5. Annotate your data for UNet

  • To annotate objects for UNet, you have to create complete masks of each object.

  • For that, click on the Add mask button in the “Masks” section.

  • You just have to add it once, and it will automatically be added for all images.

  • Use the brush and the eraser tools in the upper-left section of the Napari’s window to draw and erase your masks.

  • Once you are done, click the Save masks button in the “Masks” section.

  • The skeleton of your mask should appear, make sure that it is correct and doesn’t contain extra branches or holes. Otherwise, it is what your model will learn.

  • Your files architecture should now look like this:

📁 some-folder
├── 📁 my-experiment
│   ├── 14-25-23.336.tif
│   ├── 14-25-23.379.tif
│   ├── ...
│   └── 14-25-36.949.tif
├── 📁 my-experiment-labels
│   ├── 14-25-23.336.txt
│   ├── 14-25-23.379.txt
│   ├── ...
│   └── 14-25-36.949.txt
├── 📁 my-experiment-masks
│   ├── 14-25-23.336.tif
│   ├── 14-25-23.379.tif
│   ├── ...
│   └── 14-25-36.949.tif
├── 📃 my-experiment-classes.txt

Notes

  • If you are working on RGB images, they will be converted to grayscale.

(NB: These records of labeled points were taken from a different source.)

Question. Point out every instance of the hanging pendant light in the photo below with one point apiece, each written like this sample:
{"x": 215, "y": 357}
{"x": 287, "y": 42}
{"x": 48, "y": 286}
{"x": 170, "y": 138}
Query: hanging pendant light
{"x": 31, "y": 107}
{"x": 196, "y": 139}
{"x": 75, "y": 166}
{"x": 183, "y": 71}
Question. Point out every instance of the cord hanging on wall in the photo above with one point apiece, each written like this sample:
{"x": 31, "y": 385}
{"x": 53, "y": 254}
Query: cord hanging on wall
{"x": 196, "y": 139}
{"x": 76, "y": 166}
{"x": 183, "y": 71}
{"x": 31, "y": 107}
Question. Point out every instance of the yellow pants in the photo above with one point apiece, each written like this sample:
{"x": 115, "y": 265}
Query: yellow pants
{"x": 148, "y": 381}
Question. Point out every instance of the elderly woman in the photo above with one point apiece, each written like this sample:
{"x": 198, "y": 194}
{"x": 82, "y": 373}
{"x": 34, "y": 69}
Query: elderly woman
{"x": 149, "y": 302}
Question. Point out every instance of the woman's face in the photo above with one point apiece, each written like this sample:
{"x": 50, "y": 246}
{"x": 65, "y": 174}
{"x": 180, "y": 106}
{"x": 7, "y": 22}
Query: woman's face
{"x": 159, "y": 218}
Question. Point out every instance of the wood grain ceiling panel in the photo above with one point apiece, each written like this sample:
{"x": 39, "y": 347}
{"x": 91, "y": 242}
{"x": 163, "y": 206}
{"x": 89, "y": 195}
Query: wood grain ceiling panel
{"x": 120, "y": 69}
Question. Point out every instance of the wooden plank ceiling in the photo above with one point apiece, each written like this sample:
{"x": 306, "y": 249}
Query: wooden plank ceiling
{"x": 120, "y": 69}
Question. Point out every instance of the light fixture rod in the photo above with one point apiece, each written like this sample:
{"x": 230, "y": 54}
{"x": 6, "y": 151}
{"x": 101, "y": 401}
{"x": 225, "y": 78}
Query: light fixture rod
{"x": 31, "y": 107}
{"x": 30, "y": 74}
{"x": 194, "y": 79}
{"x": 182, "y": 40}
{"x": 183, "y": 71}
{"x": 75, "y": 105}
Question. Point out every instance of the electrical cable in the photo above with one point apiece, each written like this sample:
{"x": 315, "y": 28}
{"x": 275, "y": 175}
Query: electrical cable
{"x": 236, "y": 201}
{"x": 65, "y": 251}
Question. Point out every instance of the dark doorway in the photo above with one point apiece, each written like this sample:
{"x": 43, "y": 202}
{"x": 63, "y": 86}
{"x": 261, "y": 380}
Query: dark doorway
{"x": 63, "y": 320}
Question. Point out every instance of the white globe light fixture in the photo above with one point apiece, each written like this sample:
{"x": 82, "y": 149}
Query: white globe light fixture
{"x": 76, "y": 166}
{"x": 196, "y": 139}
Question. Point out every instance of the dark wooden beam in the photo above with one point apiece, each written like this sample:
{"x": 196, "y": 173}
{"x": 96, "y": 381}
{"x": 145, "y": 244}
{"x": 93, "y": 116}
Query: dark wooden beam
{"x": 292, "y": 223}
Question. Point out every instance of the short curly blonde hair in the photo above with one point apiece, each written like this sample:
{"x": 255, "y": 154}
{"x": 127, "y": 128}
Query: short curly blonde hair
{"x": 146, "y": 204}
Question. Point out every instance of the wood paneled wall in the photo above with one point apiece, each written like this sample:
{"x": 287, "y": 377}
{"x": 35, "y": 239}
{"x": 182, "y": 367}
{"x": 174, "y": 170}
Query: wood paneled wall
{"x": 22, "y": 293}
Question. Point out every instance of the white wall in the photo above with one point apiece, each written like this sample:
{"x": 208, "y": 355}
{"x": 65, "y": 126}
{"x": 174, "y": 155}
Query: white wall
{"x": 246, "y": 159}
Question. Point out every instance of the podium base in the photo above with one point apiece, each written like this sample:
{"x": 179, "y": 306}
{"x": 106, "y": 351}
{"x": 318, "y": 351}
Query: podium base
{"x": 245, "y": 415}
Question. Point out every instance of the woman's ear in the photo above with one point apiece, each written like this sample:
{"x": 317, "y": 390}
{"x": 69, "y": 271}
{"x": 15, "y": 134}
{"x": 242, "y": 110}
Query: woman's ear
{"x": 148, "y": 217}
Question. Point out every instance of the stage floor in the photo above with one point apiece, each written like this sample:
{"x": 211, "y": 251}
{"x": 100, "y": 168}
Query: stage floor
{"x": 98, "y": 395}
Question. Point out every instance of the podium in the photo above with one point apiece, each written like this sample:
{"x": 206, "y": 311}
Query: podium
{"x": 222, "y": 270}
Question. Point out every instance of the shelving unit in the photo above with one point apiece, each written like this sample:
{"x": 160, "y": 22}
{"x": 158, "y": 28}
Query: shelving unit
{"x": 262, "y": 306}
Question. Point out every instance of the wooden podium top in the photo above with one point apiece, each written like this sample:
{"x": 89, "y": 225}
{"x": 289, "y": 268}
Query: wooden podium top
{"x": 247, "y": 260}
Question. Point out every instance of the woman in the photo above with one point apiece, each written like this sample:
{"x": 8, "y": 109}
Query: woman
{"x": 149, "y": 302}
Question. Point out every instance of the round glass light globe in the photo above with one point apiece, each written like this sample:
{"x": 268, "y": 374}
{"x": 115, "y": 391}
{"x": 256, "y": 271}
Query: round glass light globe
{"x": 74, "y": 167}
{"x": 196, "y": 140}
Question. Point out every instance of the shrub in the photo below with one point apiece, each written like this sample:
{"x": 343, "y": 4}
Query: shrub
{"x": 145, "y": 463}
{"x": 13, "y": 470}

  • If you already annotated some images, your annotations will be loaded when you open the widget.

  • In the “.txt” files generated for each image by the widget, the content is as follows:
    • [integer]: the class index (starting from 0).

    • [float]: the x-coordinate of the center of the bounding-box, in percentage of the image width.

    • [float]: the y-coordinate of the center of the bounding-box, in percentage of the image height.

    • [float]: the width of the bounding-box, in percentage of the image width.

    • [float]: the height of the bounding-box, in percentage of the image height.